Summer Doldrums To Snap Bulls Neck?
By Brady Willett
As the dreary days of summer linger there is an excitement in the air. No, this excitement is
not of snow flurries and fears of heating oil shortages. Rather, the excitement centers upon the equity markets: the much-maligned bull has stopped running, but is the bull merely
resting, or is it dead?
The markets typically trade in unspectacular fashion during the summer weeks leading up
to September. However, this time things appear different: following a deluge of earnings releases the markets have found themselves adrift, and holding on to current levels. No
longer is it assumed that a late 2001 rebound is inevitable, rather that one might be remotely possible. As such, the question that begs to be asked is what if the bottoms do not hold?
"Investors inability to view earnings reports as a half full glass this time, as it had done
with the terrible 4Q01 and 1Q01 earnings reports, may be the biggest indicator that the earnings recovery may be much further out than many had anticipated and that earnings
may be headed for much worse declines than many had anticipated…earnings estimates for 3Q01, 4Q01, and 1Q02 continue in free fall." Chuck Hill, First Call.
"Investors are reacting rationally. The reality is that the recovery is further out than had been expected."

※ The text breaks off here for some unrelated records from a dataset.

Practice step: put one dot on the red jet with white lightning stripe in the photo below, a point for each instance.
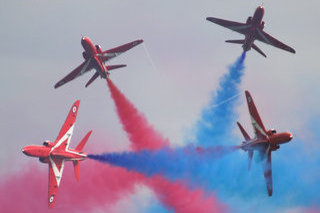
(264, 142)
(253, 30)
(56, 153)
(95, 58)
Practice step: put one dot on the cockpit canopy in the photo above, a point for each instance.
(271, 132)
(47, 143)
(98, 48)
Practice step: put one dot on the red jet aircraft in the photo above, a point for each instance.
(94, 59)
(55, 154)
(252, 29)
(264, 142)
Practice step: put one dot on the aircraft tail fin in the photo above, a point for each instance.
(256, 48)
(76, 165)
(244, 133)
(112, 67)
(235, 41)
(83, 141)
(94, 77)
(250, 155)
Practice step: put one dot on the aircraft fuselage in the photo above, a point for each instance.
(274, 139)
(44, 152)
(256, 23)
(92, 51)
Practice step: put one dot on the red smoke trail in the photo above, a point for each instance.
(99, 186)
(143, 136)
(140, 132)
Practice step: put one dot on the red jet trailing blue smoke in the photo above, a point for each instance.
(94, 59)
(252, 30)
(264, 142)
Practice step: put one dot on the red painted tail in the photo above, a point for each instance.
(76, 164)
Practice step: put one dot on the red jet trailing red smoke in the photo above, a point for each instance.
(264, 142)
(94, 59)
(56, 153)
(252, 30)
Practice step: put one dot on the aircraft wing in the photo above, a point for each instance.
(235, 26)
(267, 170)
(81, 69)
(64, 137)
(256, 121)
(109, 54)
(55, 173)
(268, 39)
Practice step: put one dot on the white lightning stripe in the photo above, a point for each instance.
(84, 68)
(67, 136)
(257, 127)
(57, 173)
(239, 27)
(264, 37)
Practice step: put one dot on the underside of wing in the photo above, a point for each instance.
(109, 54)
(268, 39)
(235, 26)
(80, 70)
(64, 137)
(55, 174)
(267, 170)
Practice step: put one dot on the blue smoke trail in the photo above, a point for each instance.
(216, 122)
(295, 174)
(180, 163)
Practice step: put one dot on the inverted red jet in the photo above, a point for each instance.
(253, 30)
(94, 59)
(264, 142)
(56, 153)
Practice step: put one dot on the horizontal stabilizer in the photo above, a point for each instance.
(235, 41)
(94, 77)
(244, 133)
(112, 67)
(256, 48)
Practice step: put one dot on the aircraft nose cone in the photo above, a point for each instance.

Barry Hyman, chief investment strategist at Ehrenkrantz King Nussbaum. CBS MarketWatch
"We've seen a lot of S&P 500-type companies realizing they really can't predict where business is going to be in three to six months." Robert Arancio, head of Nasdaq trading at Lehman Brothers. Reuters
No matter how optimistic some are concerning an imminent economic/stock market
rebound, few will debate the fact that if stock prices break severely lower any hopes of a rebound may all but vanish. This is, of course, the biggest and baddest bull the American
equity markets have ever known.
The last time I checked a few trillion dollars in Nasdaq capitalization had quickly gone
awash, however, the Dow had not relinquished nearly as much. As such, if the worst correction over the last two decades on the Dow is a paltry 30% (the low of 9106 from a
peak of 11,908) then perhaps the 'new paradigm' of investing will never die. Perhaps stock prices can always avoid severe drops back to 'normal' trading levels because no matter
how poorly the economic situation becomes investors can always look ahead? In contrast these speculations: perhaps investors are just beginning to grow impatient.
One thing may be for certain: with the bottoms within striking distance the 'summer doldrums' are unlikely to be dull this year.